An 87-year-old woman is brought to the ED by fire rescue when her neighbors realized they had not seen her for a few days. It is mid-August and the daily temperature has not gone below 87°F for more than a week. The paramedics report that her apartment was “unbearably hot” and apparently cooled only by a small revolving fan. The patient is comatose with a core temperature of 109.3°F and a blood pressure palpable at 60 mm Hg. You institute therapy, knowing that:
Coagulation studies usually stay normal even after severe heatstroke.
Shivering that occurs during treatment must not be suppressed with chlorpromazine.
Sedation, paralysis and intubation reduce temperature by inhibiting muscular activity.
The presence of sweating excludes the diagnosis of heatstroke.
Heatstroke and heat exhaustion are differentiated by the height of fever.
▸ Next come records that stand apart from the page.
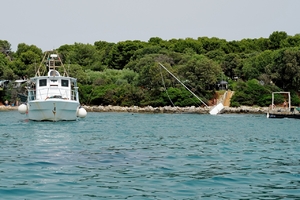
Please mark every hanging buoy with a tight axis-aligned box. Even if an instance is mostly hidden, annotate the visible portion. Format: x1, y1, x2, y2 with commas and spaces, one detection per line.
18, 104, 27, 114
77, 107, 87, 118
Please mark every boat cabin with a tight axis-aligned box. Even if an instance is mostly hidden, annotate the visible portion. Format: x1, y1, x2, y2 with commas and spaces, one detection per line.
29, 70, 77, 100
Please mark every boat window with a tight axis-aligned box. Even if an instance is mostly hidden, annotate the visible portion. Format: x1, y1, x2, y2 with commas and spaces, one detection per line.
61, 80, 69, 87
39, 79, 47, 87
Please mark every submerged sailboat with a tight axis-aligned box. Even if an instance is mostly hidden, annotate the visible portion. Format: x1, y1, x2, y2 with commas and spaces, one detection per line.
159, 63, 224, 115
18, 51, 87, 121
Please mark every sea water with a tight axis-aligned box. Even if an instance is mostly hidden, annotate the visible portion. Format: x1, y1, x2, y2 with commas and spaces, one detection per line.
0, 111, 300, 200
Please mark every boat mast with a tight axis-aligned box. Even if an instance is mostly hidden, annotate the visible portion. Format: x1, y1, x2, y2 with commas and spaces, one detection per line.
158, 63, 208, 107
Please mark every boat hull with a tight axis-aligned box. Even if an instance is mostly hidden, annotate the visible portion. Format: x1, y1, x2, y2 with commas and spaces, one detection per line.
267, 113, 300, 119
27, 99, 80, 121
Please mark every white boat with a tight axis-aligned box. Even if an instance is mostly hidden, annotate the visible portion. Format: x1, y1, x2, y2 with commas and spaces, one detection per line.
18, 51, 87, 121
158, 63, 224, 115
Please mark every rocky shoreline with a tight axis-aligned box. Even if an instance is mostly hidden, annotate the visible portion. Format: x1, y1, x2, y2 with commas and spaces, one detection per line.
0, 105, 268, 114
83, 105, 268, 114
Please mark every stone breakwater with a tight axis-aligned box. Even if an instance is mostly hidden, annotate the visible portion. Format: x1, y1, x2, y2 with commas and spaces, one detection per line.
0, 105, 268, 114
83, 105, 268, 114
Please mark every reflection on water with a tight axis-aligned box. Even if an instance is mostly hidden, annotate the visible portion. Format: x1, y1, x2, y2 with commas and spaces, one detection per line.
0, 112, 300, 199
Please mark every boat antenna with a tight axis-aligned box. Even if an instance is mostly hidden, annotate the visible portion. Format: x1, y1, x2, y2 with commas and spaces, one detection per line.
158, 62, 208, 107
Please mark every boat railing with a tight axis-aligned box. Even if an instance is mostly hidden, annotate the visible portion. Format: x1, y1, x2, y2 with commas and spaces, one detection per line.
28, 88, 76, 101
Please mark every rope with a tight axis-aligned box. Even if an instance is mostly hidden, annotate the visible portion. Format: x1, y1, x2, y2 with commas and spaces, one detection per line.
159, 67, 175, 107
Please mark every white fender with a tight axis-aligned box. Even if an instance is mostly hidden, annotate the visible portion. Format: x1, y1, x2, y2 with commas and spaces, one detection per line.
77, 108, 87, 118
18, 104, 27, 114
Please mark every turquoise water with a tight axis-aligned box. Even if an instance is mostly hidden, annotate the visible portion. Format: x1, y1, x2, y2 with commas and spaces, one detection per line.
0, 111, 300, 200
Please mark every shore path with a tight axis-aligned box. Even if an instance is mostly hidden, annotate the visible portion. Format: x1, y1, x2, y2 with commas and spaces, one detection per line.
0, 105, 268, 114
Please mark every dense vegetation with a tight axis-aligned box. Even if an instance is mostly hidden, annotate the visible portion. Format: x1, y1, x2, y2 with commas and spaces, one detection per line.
0, 31, 300, 106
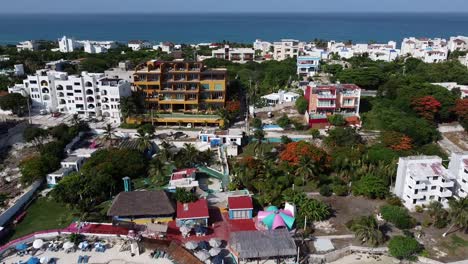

Sweating can be present in early heatstroke, but later in the syndrome most patients develop hot, dry skin and do not sweat. The most common reason for impaired sweating is use of drugs with anticholinergic properties. Although exercise in hot weather is classically associated with its development, the disorder can occur, especially in older patients, even at rest. The earliest clinical abnormality is a change in central neurologic function, usually of the mental status; mental status changes are what differentiate heatstroke from the less severe heat exhaustion. Focal neurologic findings suggesting a mass lesion may be seen. Tachycardia and fever are usually present, but a sort of high-output cardiac failure can develop leading to pulmonary edema and cardiovascular collapse. Purpura, thrombocytopenia, and clinically significant bleeding can occur, sometimes progressing to DIC. Patients with clinically significant bleeding may require plasma and platelet replacement. The object of treatment is to lower the temperature. Ice water baths, hypothermia blankets, and iced saline lavage all have their proponents, but there is no clearly superior method of cooling. Paralysis is employed to decrease temperature through the inhibition of muscular activity. Shivering can and should be suppressed using a phenothiazine or benzodiazepine. Chlorpromazine can be used for this and will not contribute to the hyperpyrexia under these circumstances. Oxygen should be given and urine output measured, with central venous pressure measurements often helpful in determining fluid requirements.